I do NOT like to have another "C" drive anywhere on my machine, even as a subfolder!

Also, there seems to be no way to simply activate/start ONE of the backups you have set up. All I see is the "force synchronize" option.

The developer does not have any active forum which I think is a serious mistake.

I was delighted though to see that they will be implementing VSS in v 1.3. (not sure when it's due though.)

Finally, for those who want/need extra features the cost is far more reasonable than other software (Single and home users, for up to 3 PCs: US$15) but here again we have a quirk, the versioning option only allows 9 older versions of files...

I would encourage other Gizmatics to try it and post here. I'd love to know what you think.

by Ritho on 2. March 2010 - 16:54  (44876)

Thanks for your input on Quickshadow, it is greatly appreciated.

I have not encountered the problem with GFI you mentioned. Have you reported it to the developer?

Very nice post by the way. Have any interest in working as an editor for our site?


by mc (not verified) on 10. March 2010 - 20:22  (45331)

Just installed a new free backup program Back4Sure Version 1.0

It has a small footprint, plenty of useful features, a clean interface which is easy to use for beginners.
It can be installed or run as a portable application.
I recommend it!

by Anonymous on 11. March 2010 - 5:20  (45356)

I highly recommend FreeFileSync that is a good tool backuping files or disk to other places.

by Ritho on 11. March 2010 - 9:44  (45368)

Thanks for posting this. Too bad it does not do any file integrity verification.

by Ritho on 11. March 2010 - 9:45  (45369)
by Anonymous on 13. March 2010 - 6:35  (45475)

I've just downloaded Paragon's Backup & Recovery 10.1 (free edition). I haven't used it yet, but was wondering if anyone has any thoughts on it. Thanks.

by Ritho on 13. March 2010 - 10:47  (45486)

It is reviewed in the drive imaging category (Paragon DBE). The review there is a little out of date.

by Anonymous on 25. March 2010 - 14:31  (46195)

Paragon have free software for Backup/Restore plus other freebies.

by Anonymous on 30. March 2010 - 13:21  (46499)

Comodo 2.2 is a disappointing offering. While the user-interface was spiffed up, the functionality took a major step back. Previous (1.x) versions offered incremental backups, this version does not. The user interface smartly steps you through creating a backup "script" and allows you to schedule it. In my my environment, I'm primarily concerned with My Documents content. I've discovered that if files are added to a backed-up folder (My Documents in my case), they do not get backed up because the new file is not in the "script". Worse yet, if a file is removed from a backed-up folder, the program errors with a code 67 'File Not Found', because the "script" was looking to backup the file and it was missing. The "script" needs to be remade every time there is content change in the folder. Very poor program right now.

by Anonymous on 30. March 2010 - 15:31  (46507)

Question for you guys:
I have a lot of random mp3s with non-English file names (like Chinese, Korean, etc) and was wondering which of the backup programs you've reviewed support that. I noticed that you mentioned Cobain did, but you said it wasn't that good for the inexperienced user and it doesn't have a restore function. Are there any other good backup programs that support Unicode characters in filenames?

Thanks in advance!

by Ritho on 30. March 2010 - 19:50  (46526)

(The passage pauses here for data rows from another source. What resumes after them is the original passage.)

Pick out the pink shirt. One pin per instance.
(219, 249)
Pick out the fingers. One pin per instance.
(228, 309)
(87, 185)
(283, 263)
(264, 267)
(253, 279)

I am really unsure about the extent of their unicode support. Your best bet is to contact the developers themselves, as these types of things are often not documented well.

A similar situation came up with one of the reviewed programs (e.g. PureSync) in the Best Free Folder Synchronization Utility. The developer claimed unicode support, but the user had problems with Icelandic characters if I remember correctly, and he had problems with some of the files.

So while your situation is not super common, it is not something that developers should over look, so ask around on their forums or send a email to their support.

Sorry I could not be of more help.

by Anonymous on 31. March 2010 - 0:30  (46548)

Hey guys,

Im glad i found this Backup Software Review, i think you should check out Dmailer Backup Free. It seems to offer much more compaird to other free applications mentioned above.